The WEF study said there had been some improvements in wage equality in 2018 compared to 2017, when the global gender gap widened for the first time in a decade.

But it warned that these were offset by declining representation of women in politics, coupled with greater inequality in their access to health and education.

At current rates, the global gender gap across a range of areas will not close for another 108 years, while it is expected to take 202 years to close the workplace gap, WEF found.

The Geneva-based organisation's annual report tracked disparities between the sexes in 149 countries across four areas: education, health, economic opportunity and political empowerment.

After years of advances in education, health and political representation, women registered setbacks in all three areas this year, WEF said.

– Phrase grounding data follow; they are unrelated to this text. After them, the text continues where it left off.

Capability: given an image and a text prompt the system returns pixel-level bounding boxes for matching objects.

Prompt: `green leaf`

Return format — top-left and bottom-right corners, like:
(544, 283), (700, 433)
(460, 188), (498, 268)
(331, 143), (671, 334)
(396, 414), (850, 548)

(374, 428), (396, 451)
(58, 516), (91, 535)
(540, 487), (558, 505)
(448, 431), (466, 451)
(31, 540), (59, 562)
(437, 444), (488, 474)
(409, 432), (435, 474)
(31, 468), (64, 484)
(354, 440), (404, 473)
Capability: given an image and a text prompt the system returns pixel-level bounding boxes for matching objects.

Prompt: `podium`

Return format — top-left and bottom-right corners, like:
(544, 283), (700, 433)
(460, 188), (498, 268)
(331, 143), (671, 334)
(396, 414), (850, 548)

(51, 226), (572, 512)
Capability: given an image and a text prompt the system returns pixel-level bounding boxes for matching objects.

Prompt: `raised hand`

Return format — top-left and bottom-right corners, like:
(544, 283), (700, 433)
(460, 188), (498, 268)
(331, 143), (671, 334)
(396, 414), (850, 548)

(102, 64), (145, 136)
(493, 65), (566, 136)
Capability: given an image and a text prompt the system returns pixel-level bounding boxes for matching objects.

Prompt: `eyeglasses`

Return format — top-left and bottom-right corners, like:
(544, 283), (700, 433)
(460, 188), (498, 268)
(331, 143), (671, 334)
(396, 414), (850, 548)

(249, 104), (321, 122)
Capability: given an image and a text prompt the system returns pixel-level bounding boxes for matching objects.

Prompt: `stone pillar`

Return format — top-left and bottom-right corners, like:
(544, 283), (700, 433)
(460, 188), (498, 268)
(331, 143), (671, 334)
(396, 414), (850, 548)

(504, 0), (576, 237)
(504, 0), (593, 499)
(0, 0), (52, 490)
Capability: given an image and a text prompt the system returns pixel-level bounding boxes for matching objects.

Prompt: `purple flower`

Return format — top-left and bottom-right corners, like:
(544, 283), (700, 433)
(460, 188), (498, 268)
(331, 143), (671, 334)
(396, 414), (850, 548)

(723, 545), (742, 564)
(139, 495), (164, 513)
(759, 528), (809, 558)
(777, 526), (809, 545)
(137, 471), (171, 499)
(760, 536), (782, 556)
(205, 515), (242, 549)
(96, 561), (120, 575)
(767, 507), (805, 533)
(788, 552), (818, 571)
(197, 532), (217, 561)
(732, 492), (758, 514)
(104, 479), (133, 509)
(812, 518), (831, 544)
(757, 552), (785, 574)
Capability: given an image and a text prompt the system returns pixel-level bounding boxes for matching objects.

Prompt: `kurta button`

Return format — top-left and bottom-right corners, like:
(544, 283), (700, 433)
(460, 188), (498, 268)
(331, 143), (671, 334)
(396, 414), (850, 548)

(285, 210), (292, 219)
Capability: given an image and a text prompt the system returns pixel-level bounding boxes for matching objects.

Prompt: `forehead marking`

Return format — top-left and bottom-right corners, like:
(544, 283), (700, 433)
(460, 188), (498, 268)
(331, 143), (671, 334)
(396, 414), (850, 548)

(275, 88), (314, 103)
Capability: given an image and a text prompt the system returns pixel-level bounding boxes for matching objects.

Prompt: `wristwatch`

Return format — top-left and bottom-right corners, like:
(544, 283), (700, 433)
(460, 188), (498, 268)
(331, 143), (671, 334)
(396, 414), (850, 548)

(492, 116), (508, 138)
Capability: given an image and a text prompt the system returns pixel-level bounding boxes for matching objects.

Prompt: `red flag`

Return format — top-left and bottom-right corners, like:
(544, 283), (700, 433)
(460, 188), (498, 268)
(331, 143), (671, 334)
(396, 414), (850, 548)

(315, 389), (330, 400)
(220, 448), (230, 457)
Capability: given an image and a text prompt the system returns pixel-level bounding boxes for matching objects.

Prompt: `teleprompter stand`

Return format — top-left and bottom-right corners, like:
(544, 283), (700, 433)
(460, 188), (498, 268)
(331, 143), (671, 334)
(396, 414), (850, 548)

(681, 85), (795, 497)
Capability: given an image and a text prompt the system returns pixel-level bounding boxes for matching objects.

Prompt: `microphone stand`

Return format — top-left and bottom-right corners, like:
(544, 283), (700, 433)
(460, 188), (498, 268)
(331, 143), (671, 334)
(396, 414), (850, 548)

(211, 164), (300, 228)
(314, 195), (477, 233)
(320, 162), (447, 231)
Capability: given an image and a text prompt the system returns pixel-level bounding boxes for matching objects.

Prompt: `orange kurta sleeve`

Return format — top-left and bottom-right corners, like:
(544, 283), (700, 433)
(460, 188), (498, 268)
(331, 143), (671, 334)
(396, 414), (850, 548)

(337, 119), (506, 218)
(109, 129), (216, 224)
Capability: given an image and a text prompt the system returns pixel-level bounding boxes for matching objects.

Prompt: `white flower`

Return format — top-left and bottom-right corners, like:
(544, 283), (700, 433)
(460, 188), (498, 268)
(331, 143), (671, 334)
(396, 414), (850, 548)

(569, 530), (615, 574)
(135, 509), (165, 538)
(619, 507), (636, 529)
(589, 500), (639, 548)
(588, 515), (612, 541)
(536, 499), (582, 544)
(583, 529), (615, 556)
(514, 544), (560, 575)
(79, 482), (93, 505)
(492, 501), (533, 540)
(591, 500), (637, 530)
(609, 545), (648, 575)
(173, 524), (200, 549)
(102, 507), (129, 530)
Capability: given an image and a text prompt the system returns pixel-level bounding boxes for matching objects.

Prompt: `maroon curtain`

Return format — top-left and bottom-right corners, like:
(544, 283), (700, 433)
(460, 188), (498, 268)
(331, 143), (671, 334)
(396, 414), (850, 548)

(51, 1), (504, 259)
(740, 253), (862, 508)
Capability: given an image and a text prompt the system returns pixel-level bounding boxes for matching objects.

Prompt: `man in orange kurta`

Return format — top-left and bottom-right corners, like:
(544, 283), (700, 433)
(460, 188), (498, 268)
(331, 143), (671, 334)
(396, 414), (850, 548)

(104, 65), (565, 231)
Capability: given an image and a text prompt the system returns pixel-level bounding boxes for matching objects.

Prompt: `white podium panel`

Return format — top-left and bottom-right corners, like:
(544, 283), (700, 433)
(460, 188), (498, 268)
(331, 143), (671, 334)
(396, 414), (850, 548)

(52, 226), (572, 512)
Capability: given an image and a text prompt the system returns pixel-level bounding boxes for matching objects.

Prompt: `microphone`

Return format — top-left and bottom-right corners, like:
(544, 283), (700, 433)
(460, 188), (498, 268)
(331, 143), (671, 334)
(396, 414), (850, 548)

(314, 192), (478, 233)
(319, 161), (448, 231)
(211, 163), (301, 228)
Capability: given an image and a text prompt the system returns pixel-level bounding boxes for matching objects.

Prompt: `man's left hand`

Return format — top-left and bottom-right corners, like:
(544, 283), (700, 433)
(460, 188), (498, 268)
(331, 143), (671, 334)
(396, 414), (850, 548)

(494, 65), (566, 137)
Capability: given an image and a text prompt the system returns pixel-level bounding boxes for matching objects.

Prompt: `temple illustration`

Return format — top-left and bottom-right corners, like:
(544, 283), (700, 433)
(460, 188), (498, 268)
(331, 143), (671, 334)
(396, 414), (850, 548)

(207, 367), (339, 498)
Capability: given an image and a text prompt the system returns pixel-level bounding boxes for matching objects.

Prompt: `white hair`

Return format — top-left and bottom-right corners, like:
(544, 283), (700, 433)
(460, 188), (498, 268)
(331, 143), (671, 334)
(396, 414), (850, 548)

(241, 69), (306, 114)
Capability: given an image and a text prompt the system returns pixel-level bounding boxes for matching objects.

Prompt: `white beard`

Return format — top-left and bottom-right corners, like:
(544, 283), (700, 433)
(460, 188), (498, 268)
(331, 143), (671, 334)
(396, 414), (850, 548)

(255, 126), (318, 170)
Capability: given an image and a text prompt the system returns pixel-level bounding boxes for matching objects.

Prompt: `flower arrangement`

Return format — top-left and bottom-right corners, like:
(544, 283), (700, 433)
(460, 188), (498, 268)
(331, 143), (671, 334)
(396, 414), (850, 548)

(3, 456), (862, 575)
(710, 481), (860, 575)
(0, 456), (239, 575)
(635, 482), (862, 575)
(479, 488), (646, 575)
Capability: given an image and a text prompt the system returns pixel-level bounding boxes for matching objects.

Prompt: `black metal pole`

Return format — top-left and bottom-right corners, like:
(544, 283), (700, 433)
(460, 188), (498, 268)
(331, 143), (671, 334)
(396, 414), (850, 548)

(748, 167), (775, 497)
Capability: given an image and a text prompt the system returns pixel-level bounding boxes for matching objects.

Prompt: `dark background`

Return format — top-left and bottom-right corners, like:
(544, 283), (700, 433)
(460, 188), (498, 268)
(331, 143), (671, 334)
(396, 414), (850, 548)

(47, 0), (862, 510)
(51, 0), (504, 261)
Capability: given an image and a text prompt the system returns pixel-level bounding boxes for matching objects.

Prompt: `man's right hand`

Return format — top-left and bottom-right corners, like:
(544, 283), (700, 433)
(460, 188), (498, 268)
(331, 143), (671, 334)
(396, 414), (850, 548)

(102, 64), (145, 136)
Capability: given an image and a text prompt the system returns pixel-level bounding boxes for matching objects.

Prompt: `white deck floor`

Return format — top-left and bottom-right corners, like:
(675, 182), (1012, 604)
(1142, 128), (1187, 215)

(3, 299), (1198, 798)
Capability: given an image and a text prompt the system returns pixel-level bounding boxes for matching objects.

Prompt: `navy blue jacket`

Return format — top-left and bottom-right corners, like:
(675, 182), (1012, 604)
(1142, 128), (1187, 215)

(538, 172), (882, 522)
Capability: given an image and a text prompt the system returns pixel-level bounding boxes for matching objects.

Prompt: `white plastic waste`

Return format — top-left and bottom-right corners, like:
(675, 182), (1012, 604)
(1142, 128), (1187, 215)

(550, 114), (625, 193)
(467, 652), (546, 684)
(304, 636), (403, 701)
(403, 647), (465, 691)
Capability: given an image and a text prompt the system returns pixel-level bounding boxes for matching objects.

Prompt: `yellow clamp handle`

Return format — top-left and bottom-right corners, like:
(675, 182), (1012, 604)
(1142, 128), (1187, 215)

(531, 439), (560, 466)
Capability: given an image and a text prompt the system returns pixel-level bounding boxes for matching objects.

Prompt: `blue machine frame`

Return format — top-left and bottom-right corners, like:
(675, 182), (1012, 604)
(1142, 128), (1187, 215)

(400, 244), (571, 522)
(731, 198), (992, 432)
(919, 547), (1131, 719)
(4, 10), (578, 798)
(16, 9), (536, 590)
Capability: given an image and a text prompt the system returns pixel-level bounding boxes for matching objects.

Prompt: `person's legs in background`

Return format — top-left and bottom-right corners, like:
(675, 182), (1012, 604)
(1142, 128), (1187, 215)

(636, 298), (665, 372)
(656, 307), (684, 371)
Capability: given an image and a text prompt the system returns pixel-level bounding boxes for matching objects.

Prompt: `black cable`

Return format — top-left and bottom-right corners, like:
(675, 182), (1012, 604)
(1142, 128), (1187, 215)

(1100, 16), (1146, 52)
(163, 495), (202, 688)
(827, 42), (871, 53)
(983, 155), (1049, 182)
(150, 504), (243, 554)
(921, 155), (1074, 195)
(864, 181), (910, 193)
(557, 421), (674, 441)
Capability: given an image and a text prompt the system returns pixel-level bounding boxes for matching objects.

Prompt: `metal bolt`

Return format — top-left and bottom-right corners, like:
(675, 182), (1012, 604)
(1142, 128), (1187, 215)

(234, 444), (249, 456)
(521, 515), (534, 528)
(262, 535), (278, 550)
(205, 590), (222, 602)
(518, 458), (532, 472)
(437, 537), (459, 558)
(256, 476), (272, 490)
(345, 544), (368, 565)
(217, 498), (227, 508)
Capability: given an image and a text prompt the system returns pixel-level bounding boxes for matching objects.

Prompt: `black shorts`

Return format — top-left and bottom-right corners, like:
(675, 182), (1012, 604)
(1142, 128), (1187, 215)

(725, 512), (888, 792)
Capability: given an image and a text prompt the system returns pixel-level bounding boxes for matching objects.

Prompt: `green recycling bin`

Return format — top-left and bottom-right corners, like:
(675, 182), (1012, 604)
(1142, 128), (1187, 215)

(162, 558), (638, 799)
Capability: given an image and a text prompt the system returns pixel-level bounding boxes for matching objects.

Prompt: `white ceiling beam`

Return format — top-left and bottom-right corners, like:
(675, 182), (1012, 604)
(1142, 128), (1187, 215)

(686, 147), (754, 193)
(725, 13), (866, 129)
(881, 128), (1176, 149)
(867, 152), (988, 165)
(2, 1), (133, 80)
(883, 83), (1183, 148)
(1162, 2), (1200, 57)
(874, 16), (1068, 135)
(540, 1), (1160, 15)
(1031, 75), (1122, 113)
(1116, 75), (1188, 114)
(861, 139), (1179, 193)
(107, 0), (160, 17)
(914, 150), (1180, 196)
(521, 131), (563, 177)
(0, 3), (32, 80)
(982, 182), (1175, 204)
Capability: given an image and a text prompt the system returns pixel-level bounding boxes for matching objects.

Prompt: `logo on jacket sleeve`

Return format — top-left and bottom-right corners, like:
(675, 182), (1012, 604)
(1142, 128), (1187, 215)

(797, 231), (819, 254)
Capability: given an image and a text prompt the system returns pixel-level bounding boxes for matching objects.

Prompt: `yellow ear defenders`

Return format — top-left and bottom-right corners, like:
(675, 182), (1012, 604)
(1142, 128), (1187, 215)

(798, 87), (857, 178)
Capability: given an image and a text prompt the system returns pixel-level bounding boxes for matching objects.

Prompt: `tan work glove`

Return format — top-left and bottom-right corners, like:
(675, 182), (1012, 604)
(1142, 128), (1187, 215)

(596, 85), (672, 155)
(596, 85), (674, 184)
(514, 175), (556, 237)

Only in the area of economic opportunity did the gender gap narrow somewhat, although there is not much to celebrate, with the global wage gap narrowing to nearly 51 per cent.

And the number of women in leadership roles has risen to 34 per cent globally, WEF said.

At the same time, the report showed there are now proportionately fewer women than men participating in the workforce, suggesting that automation is having a disproportionate impact on jobs traditionally performed by women.

And women are significantly under-represented in growing areas of employment that require science, technology, engineering and mathematics skills, WEF said.